There are many reasons why I could never label myself as a paleo purist and butter is one of them. Yes, it’s dairy and no, it’s not Cheat Day Friday, but I cook with butter pretty often; I separate it from milk and cheese, which I do try to limit.
Jalapeño lime butter is one of my favorite things. The jalapeño adds a subtle, light heat to the butter; its definitely more on the mild side, though it’s mighty tasty. You can top it over steak, chicken, fish, any other favorite meat, or some grilled veggies.
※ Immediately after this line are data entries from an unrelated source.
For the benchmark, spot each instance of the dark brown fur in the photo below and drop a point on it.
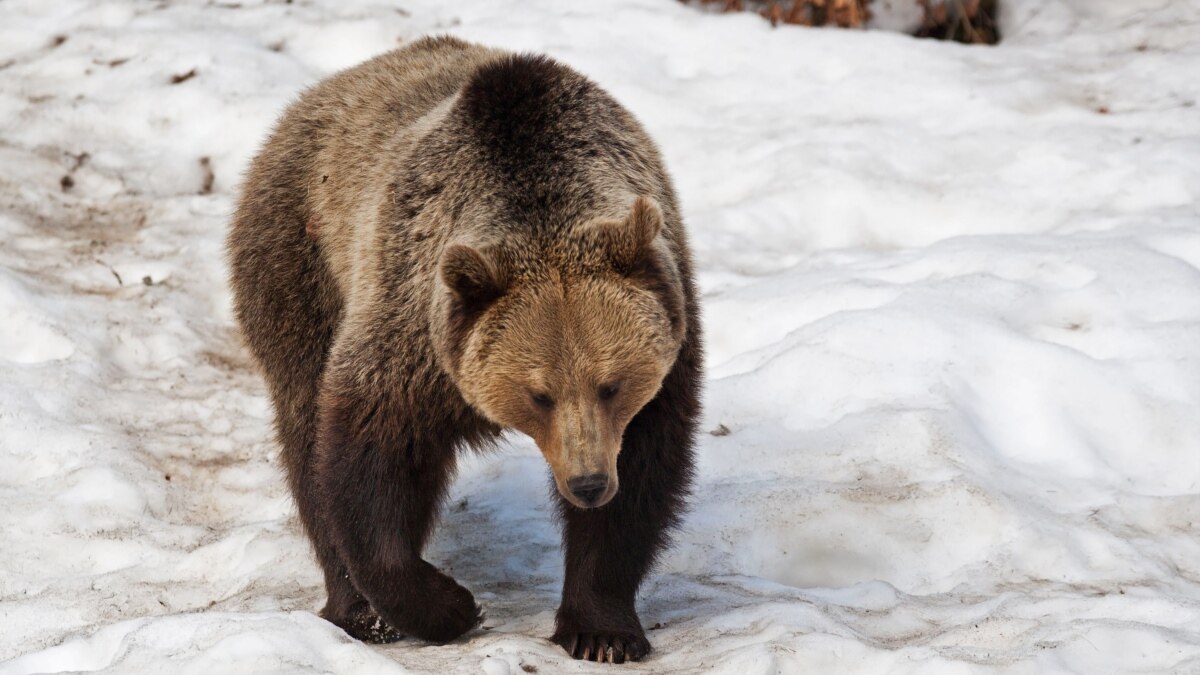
(399, 245)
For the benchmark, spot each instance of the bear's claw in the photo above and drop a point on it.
(605, 647)
(361, 622)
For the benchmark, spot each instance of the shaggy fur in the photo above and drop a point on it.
(443, 243)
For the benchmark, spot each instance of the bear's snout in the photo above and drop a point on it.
(589, 489)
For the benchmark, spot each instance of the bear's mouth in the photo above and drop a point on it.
(592, 490)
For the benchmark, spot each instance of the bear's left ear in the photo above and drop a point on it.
(474, 278)
(629, 243)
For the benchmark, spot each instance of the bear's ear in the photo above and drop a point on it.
(629, 243)
(471, 275)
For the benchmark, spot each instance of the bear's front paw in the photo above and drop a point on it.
(604, 646)
(363, 622)
(433, 607)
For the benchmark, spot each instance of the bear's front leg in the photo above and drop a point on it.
(611, 548)
(382, 476)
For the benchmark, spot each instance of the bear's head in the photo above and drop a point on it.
(565, 345)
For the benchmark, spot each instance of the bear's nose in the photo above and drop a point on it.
(588, 489)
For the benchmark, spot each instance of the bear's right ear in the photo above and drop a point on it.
(630, 242)
(472, 276)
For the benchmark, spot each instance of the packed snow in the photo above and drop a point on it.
(952, 303)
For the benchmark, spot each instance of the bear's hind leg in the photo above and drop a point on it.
(382, 487)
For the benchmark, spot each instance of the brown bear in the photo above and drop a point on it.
(444, 243)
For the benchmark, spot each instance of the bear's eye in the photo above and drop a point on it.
(543, 400)
(609, 390)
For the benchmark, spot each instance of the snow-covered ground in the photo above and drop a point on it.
(952, 298)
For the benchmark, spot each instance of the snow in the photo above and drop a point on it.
(952, 298)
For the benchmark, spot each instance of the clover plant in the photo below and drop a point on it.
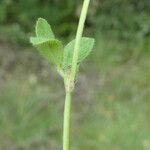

Yum!
You could also swap out the jalapeño for another pepper to test out different levels of heat!
- 1 jalapeño, stemmed and seeded
- 3 garlic cloves
- ½ cup grass fed unsalted butter, softened
- ½ tbsp fresh lime juice
- 2 tsp lime zest
- 1 tsp kosher salt or to taste
- ¼ tsp freshly ground black pepper or to taste
- cilantro leaves from 2-3 sprigs (optional)
- Finely chop the jalapeño, garlic cloves, and cilantro if you're adding it. You can do this by hand with a knife or add the ingredients to a small food chopper.
- Add the chopped goodies to a bowl with the remaining ingredients and mix until well combined. Cover and refrigerate until it's ready for use. It will keep for at least a week if not longer.